You may think that perfume impressions are something you just hear about, but you can make them too! Perfume impressions are fragrances created using extracts from the plants and herbs used to create perfumes, colognes, and other scented products.
This doesn’t mean that you’ll end up smelling like the perfume itself, but it’s still an exciting way to get a whiff of the scents in perfumes, even if you don’t have any handy! Find out more about perfume impressions with our guide below.
Why you should use perfume impressions
There are many reasons for smelling perfumes. For one, it’s fun. But, more important, you can use perfume impressions when making your choices about which perfumes to buy and wear.
A perfume impression is a quick way of figuring out how a fragrance smells on your skin or in a sample vial compared with how it smells on a blotter (or swab).
Perfume impressions may be all you need before deciding if you want to buy that new scent—and save money by avoiding buying fragrances that aren’t right for you or buying too much of something that is!
An overview of the different types of perfumes
Just like wine, the perfume comes in many different types with varying prices. Some perfumes are said to be heavy while others are described as light. However, they are generally classified by concentration or by their scent profile (i.e., fresh, floral, oriental).
Popular concentrations include eau de parfum, eau de toilette and eau de cologne. Less concentrated (and less expensive) scents include body spray and aftershave. Generally speaking, higher concentrations last longer on your skin while lighter fragrances fade more quickly—but everyone is different so experiment with what works best for you!

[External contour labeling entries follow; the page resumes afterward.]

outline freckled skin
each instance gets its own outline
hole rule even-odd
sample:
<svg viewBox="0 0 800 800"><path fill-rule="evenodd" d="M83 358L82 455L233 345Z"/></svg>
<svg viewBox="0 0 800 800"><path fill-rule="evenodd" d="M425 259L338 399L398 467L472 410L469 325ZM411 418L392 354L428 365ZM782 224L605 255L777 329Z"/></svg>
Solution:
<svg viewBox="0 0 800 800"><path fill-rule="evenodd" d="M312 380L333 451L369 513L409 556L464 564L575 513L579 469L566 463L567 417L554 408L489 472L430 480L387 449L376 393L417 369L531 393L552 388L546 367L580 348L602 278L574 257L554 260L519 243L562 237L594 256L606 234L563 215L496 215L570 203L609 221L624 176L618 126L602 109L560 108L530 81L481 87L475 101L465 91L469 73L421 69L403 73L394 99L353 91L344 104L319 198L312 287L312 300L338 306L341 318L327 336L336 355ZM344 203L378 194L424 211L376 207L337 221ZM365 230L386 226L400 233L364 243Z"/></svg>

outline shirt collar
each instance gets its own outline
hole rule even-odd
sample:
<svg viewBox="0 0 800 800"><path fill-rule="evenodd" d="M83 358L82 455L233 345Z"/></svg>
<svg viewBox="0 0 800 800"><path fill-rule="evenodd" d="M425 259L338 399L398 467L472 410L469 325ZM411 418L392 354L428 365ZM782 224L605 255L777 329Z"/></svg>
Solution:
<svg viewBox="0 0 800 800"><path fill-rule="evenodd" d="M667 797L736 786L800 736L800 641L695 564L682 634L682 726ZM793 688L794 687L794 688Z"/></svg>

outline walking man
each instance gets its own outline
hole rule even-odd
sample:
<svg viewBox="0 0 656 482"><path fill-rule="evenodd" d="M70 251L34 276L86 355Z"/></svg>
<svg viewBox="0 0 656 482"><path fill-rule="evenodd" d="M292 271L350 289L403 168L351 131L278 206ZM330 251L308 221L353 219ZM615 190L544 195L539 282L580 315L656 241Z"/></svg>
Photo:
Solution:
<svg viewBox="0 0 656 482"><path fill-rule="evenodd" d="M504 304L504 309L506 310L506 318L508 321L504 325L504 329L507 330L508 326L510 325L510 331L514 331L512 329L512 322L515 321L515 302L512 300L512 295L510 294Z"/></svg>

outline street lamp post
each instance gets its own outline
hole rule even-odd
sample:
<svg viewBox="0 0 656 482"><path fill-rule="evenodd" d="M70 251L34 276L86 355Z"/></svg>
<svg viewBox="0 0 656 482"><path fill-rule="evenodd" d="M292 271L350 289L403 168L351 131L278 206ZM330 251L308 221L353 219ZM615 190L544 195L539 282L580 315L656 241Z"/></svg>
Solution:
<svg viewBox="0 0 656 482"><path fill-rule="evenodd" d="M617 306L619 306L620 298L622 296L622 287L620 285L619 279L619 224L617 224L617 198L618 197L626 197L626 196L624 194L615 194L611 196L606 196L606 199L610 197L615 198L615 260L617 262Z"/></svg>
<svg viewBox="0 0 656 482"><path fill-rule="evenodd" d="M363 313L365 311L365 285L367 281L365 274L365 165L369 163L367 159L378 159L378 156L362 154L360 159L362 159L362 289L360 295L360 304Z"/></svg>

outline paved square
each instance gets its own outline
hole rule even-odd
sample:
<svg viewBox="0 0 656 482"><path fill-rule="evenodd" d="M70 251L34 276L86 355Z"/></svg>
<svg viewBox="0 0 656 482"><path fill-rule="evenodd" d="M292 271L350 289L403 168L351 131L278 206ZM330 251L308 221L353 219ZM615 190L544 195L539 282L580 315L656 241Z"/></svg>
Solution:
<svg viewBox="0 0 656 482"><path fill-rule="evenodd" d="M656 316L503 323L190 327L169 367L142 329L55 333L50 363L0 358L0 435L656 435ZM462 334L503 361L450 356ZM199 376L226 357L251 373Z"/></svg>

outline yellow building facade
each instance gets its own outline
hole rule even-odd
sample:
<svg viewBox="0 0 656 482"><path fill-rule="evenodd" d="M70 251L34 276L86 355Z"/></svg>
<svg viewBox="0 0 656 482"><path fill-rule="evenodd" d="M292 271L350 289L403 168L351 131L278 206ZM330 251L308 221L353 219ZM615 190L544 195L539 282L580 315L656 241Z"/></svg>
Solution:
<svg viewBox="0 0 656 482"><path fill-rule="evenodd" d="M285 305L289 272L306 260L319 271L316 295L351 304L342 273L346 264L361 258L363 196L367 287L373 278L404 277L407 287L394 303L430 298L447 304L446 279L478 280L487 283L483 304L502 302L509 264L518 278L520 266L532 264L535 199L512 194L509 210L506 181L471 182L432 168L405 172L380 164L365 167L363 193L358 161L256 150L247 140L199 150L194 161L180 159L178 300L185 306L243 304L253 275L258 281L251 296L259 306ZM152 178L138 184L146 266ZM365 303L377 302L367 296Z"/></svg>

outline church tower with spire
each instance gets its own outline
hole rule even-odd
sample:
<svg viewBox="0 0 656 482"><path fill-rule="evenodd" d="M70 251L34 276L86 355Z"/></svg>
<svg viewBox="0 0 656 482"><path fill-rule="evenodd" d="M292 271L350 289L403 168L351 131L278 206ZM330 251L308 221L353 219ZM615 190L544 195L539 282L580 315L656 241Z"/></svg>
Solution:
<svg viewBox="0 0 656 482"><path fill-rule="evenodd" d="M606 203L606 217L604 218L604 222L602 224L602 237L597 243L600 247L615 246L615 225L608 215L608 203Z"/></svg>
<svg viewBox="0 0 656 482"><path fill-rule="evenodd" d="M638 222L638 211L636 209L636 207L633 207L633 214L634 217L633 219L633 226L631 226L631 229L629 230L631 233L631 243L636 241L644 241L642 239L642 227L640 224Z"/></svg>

The role that fragrance chemicals play in creating an impression
So what exactly is an impression? When we smell a fragrance, there are three main things that happen. First, molecules travel up into our nasal cavity.
(1) and they’re detected by our olfactory receptor cells
(2). Then, these receptor cells relay information about these odor molecules to our brain
(3), which in turn makes sense of them. The brain associates particular molecular patterns with specific smells or smells rather than particular aromas or fragrances. So even though you may not realize it when you’re smelling something, your brain is making thousands of tiny guesses about what it might be before determining what that smell is.
Tips for getting started on your own
At first, it’s easy to be overwhelmed by all of your options. When you’re starting out, you might want to consider using top notes, middle notes, and base notes that blend together easily.
This technique is used frequently in perfumes so you can smell them together as a whole instead of having one note dominate another.
Additionally, it’s helpful to consider whether your perfume will smell floral or fruity; if so, decide on a color scheme that works with that concept. For example, if your perfume has a citrus aroma with a yellow tinge, use gold or orange packaging for an eye-catching look!